2. an edible composition, it is characterized in that, containing the oxalate decarboxylase described in claim 1, for preventing and/or treat primary hyperoxaluria, II type hyperoxaluria, intestinal source property hyperoxaluria and containing one or more in calcium oxalate urinary calculi disease。
3. edible composition according to claim 2, it is characterised in that for pharmaceutical composition, health food or special medicine purposes formula food。

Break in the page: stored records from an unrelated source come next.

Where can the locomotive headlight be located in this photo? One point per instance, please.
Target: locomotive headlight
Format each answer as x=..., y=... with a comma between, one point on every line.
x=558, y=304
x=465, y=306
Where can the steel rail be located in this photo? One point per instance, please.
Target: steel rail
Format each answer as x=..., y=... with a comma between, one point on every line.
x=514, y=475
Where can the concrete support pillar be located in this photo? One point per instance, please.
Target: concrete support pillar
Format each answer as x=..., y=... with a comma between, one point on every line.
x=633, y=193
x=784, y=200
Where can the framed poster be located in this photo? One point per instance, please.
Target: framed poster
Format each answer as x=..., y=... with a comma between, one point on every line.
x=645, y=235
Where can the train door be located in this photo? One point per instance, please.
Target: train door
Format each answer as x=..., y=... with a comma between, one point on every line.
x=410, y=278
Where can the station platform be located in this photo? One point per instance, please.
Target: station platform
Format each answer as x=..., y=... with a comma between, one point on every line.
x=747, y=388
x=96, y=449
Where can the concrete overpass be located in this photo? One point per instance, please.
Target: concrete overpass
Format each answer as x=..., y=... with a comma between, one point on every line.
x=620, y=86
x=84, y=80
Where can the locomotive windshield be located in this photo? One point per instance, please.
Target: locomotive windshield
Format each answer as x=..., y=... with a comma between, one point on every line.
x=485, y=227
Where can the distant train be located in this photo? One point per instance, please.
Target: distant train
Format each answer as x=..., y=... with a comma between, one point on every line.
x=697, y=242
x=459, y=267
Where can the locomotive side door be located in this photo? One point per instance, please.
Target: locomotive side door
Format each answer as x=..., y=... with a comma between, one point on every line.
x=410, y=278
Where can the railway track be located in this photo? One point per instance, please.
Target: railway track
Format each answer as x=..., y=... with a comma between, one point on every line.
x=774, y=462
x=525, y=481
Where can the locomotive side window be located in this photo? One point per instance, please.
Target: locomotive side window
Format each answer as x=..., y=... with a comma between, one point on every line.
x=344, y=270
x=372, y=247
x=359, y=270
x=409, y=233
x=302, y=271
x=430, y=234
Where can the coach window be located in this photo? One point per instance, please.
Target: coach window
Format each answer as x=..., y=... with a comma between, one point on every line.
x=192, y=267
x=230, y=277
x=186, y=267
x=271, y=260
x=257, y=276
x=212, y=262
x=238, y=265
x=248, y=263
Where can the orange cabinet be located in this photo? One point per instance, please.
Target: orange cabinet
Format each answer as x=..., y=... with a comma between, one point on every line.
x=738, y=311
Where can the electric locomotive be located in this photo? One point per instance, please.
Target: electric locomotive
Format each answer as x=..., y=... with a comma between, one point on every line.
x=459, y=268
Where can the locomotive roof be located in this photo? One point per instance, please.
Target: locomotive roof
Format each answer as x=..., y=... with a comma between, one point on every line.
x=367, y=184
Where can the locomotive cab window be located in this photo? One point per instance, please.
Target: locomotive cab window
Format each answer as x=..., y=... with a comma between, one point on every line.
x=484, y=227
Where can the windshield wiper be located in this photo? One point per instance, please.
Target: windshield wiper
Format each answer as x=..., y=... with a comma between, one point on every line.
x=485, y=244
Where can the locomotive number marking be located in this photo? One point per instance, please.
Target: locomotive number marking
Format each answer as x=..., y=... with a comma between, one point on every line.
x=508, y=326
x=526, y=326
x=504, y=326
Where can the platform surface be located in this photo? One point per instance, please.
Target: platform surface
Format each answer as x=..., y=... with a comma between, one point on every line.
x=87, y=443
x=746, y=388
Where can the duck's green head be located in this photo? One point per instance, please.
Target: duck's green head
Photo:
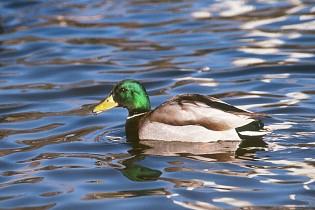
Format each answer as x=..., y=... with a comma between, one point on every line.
x=129, y=94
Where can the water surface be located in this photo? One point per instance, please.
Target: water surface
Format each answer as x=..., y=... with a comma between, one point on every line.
x=58, y=59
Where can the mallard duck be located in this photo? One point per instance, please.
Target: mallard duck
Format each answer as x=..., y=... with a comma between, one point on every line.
x=186, y=117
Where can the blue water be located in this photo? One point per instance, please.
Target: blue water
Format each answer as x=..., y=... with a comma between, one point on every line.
x=60, y=58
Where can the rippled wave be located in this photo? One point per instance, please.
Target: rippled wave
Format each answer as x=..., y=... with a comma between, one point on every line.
x=60, y=58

4. a food additive, it is characterised in that containing the oxalate decarboxylase described in claim 1, for preparing low oxalic acid/without the Foods or drinks of oxalic acid。
5. the recombinant expression method of an oxalate decarboxylase, the Expression product of still great-hearted oxalate decarboxylase during suitable in pH < 3.0, it is characterized in that, the DNA fragmentation of oxalate decarboxylase encoding gene after optimization is attached according to the mixed in molar ratio of 3~9:1 with coli expression carrier, building recombinant expression carrier, recombinant expression carrier converts DH5a competent cell;Being screened the recombinant expression carrier transformed bacteria successfully constructed by PCR and sequence verification, extract recombinant expression carrier, convert the E. coli expression strains containing molecular chaperones after cultivation, the Low-temperature culture the induced protein that carry out 15~30 DEG C are expressed。
6. the recombinant expression method of oxalate decarboxylase according to claim 5, it is characterised in that described optimization includes the signal peptide fragment deleting oxalate decarboxylase encoding gene DNA fragmentation;Or delete the signal peptide fragment of oxalate decarboxylase encoding gene DNA fragmentation and merge hydrotropy label at C end;Or delete the signal peptide fragment of oxalate decarboxylase encoding gene DNA fragmentation and merge hydrotropy label at C end and carry out codon optimized;Or oxalate decarboxylase encoding gene DNA fragmentation is carried out codon optimized and erasure signal fragments of peptides。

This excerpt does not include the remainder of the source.